Approval rates for long COVID disability claims tend to be low, and the reasons are structural. The SSA’s system relies heavily on objective medical evidence: test results, imaging, measurable deficits. Long COVID’s hallmark symptoms, particularly fatigue and brain fog, often don’t produce the kind of clear-cut lab findings that make a case easy to approve. You can be profoundly unable to work and still have normal bloodwork.
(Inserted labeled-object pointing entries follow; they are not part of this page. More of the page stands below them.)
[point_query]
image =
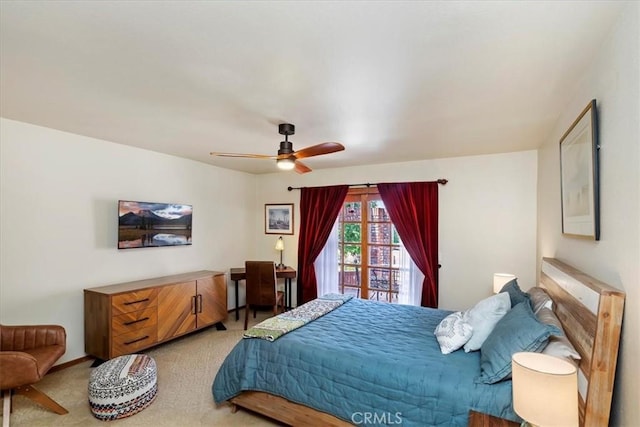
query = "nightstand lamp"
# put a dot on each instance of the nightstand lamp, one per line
(501, 279)
(280, 247)
(545, 390)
Building a strong claim means creating a detailed medical record over time. Regular visits with your doctor, documented descriptions of how your symptoms affect your ability to perform basic work tasks, and any objective testing that does show abnormalities all contribute. Neuropsychological testing can help document cognitive impairment. Cardiopulmonary exercise testing can reveal exercise intolerance that doesn’t show up on a standard exam. If you’re considering filing, the quality and consistency of your medical documentation will likely matter more than any single test result.

Many applicants are denied on the first attempt and succeed on appeal. Having a disability attorney or advocate familiar with long COVID claims can improve your chances, particularly at the hearing stage where you can present your case to an administrative law judge.